Petaling Jaya, 14 November 2017: Paramount Corporation Berhad (Paramount) today announced its 9M2017 results for the financial year ending 31 December 2017, posting a group revenue of RM518.6 million and a Profit Before Tax (PBT) of RM144.4 million.
Compared with the corresponding period last year, group revenue increased by 32% (9M2016: RM393.4 million) with higher contribution from both the property and education divisions while PBT increased by 93% (9M2016: RM74.7 million).
Revenue for the property division, increased by 25% to RM350.9 million (9M2016: RM279.5 million) attributable to the higher sales and progressive billings from the Utropolis Batu Kawan, Sejati Residences and Greenwoods Salak Perdana developments. PBT for the division, however, decreased by 7% to RM49.0 million (9M2016: RM52.6million) due to higher losses recorded by the retail mall, Utropolis Marketplace and the lower contribution from the construction businesses. On a more positive note, the Utropolis Batu Kawan, Sejati Residences and Greenwoods Salak Perdana developments contributed higher PBT for 9M2017.
Education division revenue grew by 48% to RM167.7 million (9M2016: RM113.3 million) attributable to REAL Education’s revenue contribution of RM52.5 million as well as higher revenue contribution from Sri KDU and KDU University College stemming from higher new student enrolments. Excluding non-recurring gain, PBT for the division of RM31.2 million was 63% higher compared with 9M2016 (9M2016: RM19.2 million) mainly due to REAL Education’s PBT contribution of RM9.7 million and the lower losses from KDU University College.
Announcing the Group’s 9M2017 results, Paramount’s Group Chief Executive Officer, Jeffrey Chew said “The substantial revenue growth was contributed by the record property sales of RM633 million for 9 months in comparison to RM403 million for the full year of 2016 and by the new stream of income from REAL Education that the Group has acquired earlier this year.”

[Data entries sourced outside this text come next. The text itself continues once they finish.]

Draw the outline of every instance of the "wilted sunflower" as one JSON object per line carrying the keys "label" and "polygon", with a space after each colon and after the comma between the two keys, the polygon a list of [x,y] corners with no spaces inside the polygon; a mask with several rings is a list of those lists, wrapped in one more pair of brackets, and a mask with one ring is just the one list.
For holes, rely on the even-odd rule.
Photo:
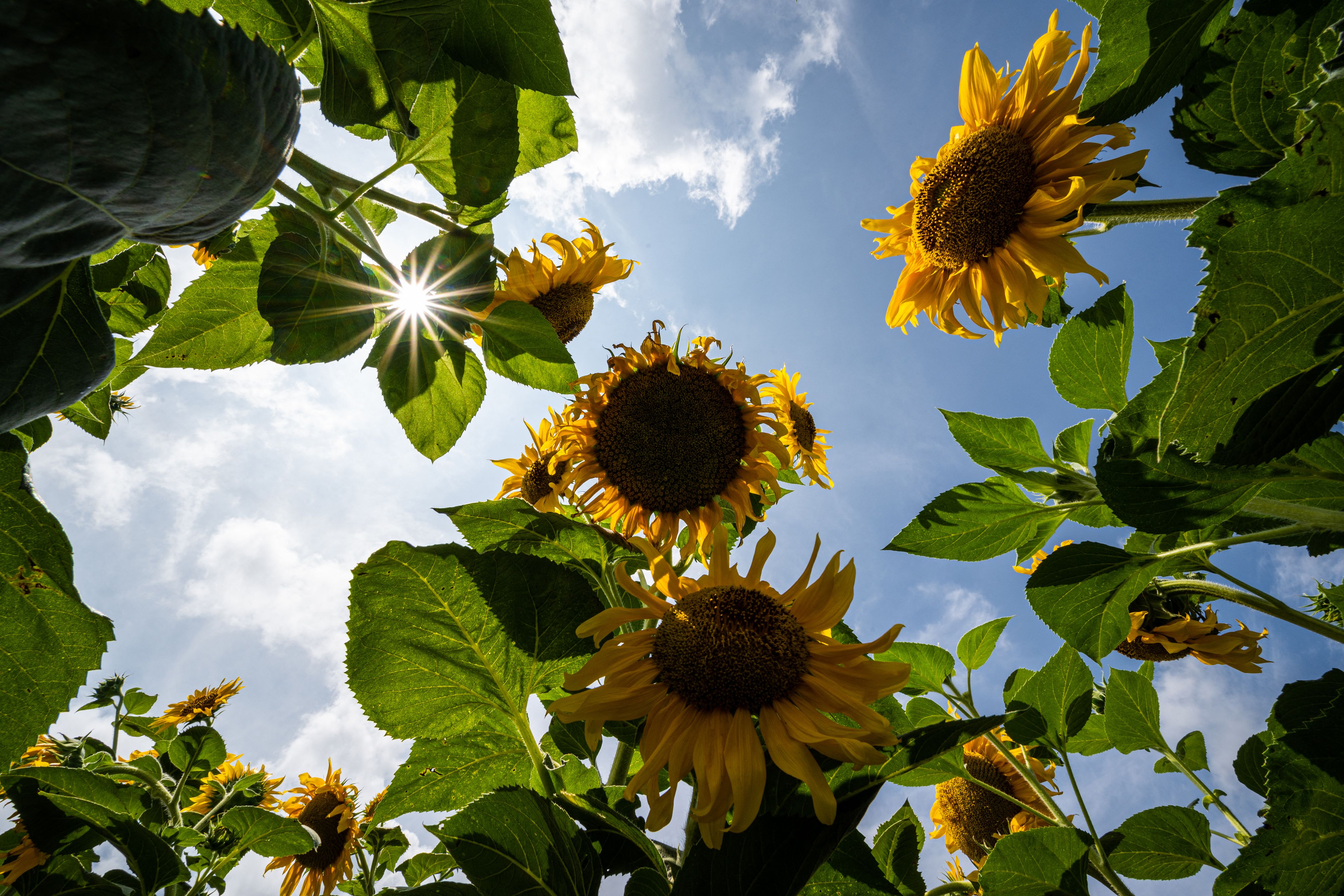
{"label": "wilted sunflower", "polygon": [[[1160,619],[1149,621],[1146,611],[1129,614],[1129,634],[1116,650],[1132,660],[1181,660],[1193,656],[1206,666],[1231,666],[1238,672],[1259,672],[1261,665],[1270,662],[1261,657],[1261,638],[1269,635],[1269,629],[1255,634],[1241,619],[1239,631],[1226,631],[1232,626],[1219,622],[1218,614],[1210,606],[1206,614],[1177,617],[1163,625]],[[1204,618],[1199,618],[1203,615]],[[1146,625],[1145,625],[1146,623]],[[1222,634],[1224,633],[1226,634]]]}
{"label": "wilted sunflower", "polygon": [[[1028,312],[1040,318],[1050,296],[1046,277],[1062,285],[1066,273],[1087,273],[1106,282],[1064,234],[1083,223],[1085,204],[1134,189],[1126,177],[1138,173],[1148,150],[1093,161],[1103,148],[1128,145],[1134,132],[1078,118],[1091,24],[1073,77],[1055,90],[1075,55],[1058,23],[1056,11],[1011,87],[1012,73],[1007,66],[996,71],[980,44],[966,52],[958,103],[965,124],[952,129],[935,159],[910,167],[910,201],[890,207],[890,219],[863,222],[888,234],[876,239],[875,257],[906,258],[887,306],[888,326],[905,329],[923,313],[946,333],[980,339],[984,333],[957,320],[960,302],[999,341],[1005,329],[1024,325]],[[1087,142],[1101,136],[1110,140]]]}
{"label": "wilted sunflower", "polygon": [[[312,827],[319,845],[302,856],[282,856],[273,858],[266,870],[285,869],[280,885],[280,896],[292,896],[302,880],[298,896],[331,896],[336,884],[349,880],[355,844],[359,841],[359,821],[355,818],[355,802],[359,789],[340,778],[340,768],[332,771],[327,760],[327,778],[298,775],[300,787],[289,793],[298,794],[285,801],[286,815],[301,825]],[[263,872],[265,873],[265,872]]]}
{"label": "wilted sunflower", "polygon": [[[578,635],[601,642],[626,622],[659,625],[603,643],[583,669],[564,677],[564,688],[579,690],[598,678],[603,684],[556,700],[550,712],[566,723],[582,720],[591,747],[607,720],[646,716],[640,739],[644,766],[625,798],[644,793],[648,827],[657,830],[672,817],[677,783],[695,768],[699,799],[691,814],[704,842],[718,849],[730,809],[727,830],[741,832],[761,807],[766,766],[753,715],[770,759],[808,785],[813,811],[829,825],[835,794],[808,748],[856,767],[884,762],[874,747],[894,744],[896,736],[868,704],[903,688],[910,666],[864,656],[890,647],[902,626],[870,643],[845,645],[825,634],[849,609],[855,571],[853,562],[841,570],[836,553],[809,584],[820,539],[802,575],[781,594],[761,579],[773,533],[757,544],[746,575],[728,566],[724,531],[714,537],[708,572],[699,579],[679,578],[656,548],[634,540],[649,560],[657,591],[646,591],[618,566],[617,580],[644,606],[603,610],[581,625]],[[859,728],[823,713],[844,713]],[[664,767],[672,785],[660,794]]]}
{"label": "wilted sunflower", "polygon": [[242,678],[234,678],[214,688],[202,688],[181,703],[168,705],[164,715],[155,719],[151,727],[155,731],[164,731],[172,725],[184,725],[198,719],[214,719],[215,713],[223,709],[228,699],[243,689]]}
{"label": "wilted sunflower", "polygon": [[794,465],[802,467],[814,485],[829,489],[833,485],[831,474],[827,472],[827,450],[831,446],[821,437],[831,430],[817,429],[817,422],[812,419],[812,411],[808,410],[812,407],[812,402],[806,400],[806,392],[798,391],[800,379],[802,379],[802,373],[789,376],[788,368],[770,371],[770,379],[761,384],[761,394],[769,396],[771,403],[782,408],[780,420],[788,429],[780,441],[789,449]]}
{"label": "wilted sunflower", "polygon": [[[1000,742],[1007,740],[999,731],[995,731],[993,735]],[[1044,766],[1039,759],[1027,756],[1021,747],[1013,750],[1013,755],[1024,764],[1030,763],[1028,768],[1051,795],[1059,793],[1050,785],[1055,779],[1054,766]],[[966,772],[976,780],[1020,799],[1047,818],[1051,815],[1050,809],[1036,795],[1036,791],[1012,767],[1012,763],[1004,759],[989,737],[976,737],[965,744],[961,758]],[[985,856],[989,854],[995,841],[1000,837],[1019,830],[1050,826],[1048,822],[965,778],[945,780],[938,785],[935,793],[937,799],[929,811],[929,818],[934,823],[930,836],[946,837],[949,853],[960,849],[977,865],[985,861]]]}
{"label": "wilted sunflower", "polygon": [[775,419],[781,408],[761,402],[765,377],[711,359],[718,340],[706,336],[677,357],[661,326],[653,321],[640,351],[622,345],[625,353],[607,360],[609,372],[579,377],[554,462],[570,465],[563,488],[573,488],[574,504],[595,520],[610,520],[626,537],[644,533],[660,549],[685,523],[691,555],[723,521],[720,498],[739,527],[763,519],[751,509],[751,494],[762,493],[762,482],[778,488],[766,453],[788,466],[789,451],[757,430],[784,429]]}
{"label": "wilted sunflower", "polygon": [[[496,501],[517,496],[542,513],[559,509],[560,494],[564,492],[562,481],[569,462],[554,461],[559,449],[556,437],[566,419],[554,410],[547,410],[551,411],[551,419],[542,420],[538,429],[534,430],[532,424],[527,423],[527,431],[532,434],[532,445],[523,447],[521,457],[491,461],[495,466],[512,473],[500,486],[500,493],[495,496]],[[566,408],[567,412],[569,408]]]}
{"label": "wilted sunflower", "polygon": [[579,236],[573,243],[556,234],[547,234],[542,244],[550,246],[560,257],[556,265],[532,242],[532,261],[523,261],[515,249],[508,261],[500,263],[505,274],[504,289],[496,290],[495,300],[480,313],[484,318],[508,301],[528,302],[542,312],[555,328],[562,343],[579,334],[593,317],[593,294],[607,283],[625,279],[638,262],[607,255],[616,243],[603,243],[602,232],[587,218],[581,218],[589,239]]}
{"label": "wilted sunflower", "polygon": [[[247,778],[249,775],[266,774],[266,766],[261,768],[253,768],[251,766],[245,766],[243,763],[234,759],[233,762],[224,762],[219,768],[206,775],[200,782],[200,793],[196,798],[183,811],[194,811],[204,815],[215,803],[228,791],[234,783]],[[262,790],[258,797],[235,798],[230,802],[231,806],[259,806],[267,811],[274,811],[280,806],[280,801],[276,794],[280,793],[280,785],[285,780],[285,776],[280,778],[263,778]]]}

For the 3Q2017 period, the Group recorded a significantly higher revenue of RM191.1 million an increase of 42% compared with the corresponding year (3Q2016: RM134.8 million) with higher contribution from both the property and education divisions. The Group delivered a higher PBT of RM101.5 million (3Q2016: RM21.7 million) following the completion of Sales and Leaseback agreement with Alpha REIT to dispose of the Sri KDU campus under its asset-light strategy which generated a gain on disposal of RM77.8 million.
Revenue for the property division increased by 26% to RM123.1 million (3Q2016: RM97.4 million) attributable to strong sales and higher level of work progress at the Utropolis Batu Kawan, Sejati Residences and Greenwoods Salak Perdana developments. In line with this, PBT for the division also improved by 11% to RM18.7million (3Q2016: RM16.8 million).
Revenue for education division was significantly higher at RM68 million (3Q2016: RM37.3 million) mainly attributable to REAL Education’s revenue contribution of RM29.6 million as well as higher revenue from Sri KDU. Meanwhile, revenue from the tertiary segment maintained. Excluding the non-recurring gain, PBT for the division was RM12.6 million an increase of 168% growth compared to 3Q2016, which is largely due to REAL Education’s PBT contribution and improved performance of KDU University College in Glenmarie. KDU University College has begun seeing improvement in its performance and had managed to narrow its losses following conscious efforts in cost optimisation and more targeted marketing and promotional activities during the year.
On prospects, Chew remained optimistic on the Malaysian property market. “The encouraging response from the market is positive and the demand for mid-priced and affordable homes has increased.” he said. Given this, the prospect for property division is expected to benefit from the positive market sentiment by promoting and developing properties that are affordably priced and innovatively conceptualised.
On the education front, he elaborated that business remained very competitive and increasingly price-sensitive, with tertiary education providers actively offering promotions and discounts. The K-12 education units will be the main focus, with R.E.A.L Education Group added to Paramount’s fold and Sri KDU’s excellent reputation, with this strong value proposition it will drive the performance of the Paramount Education division, he said.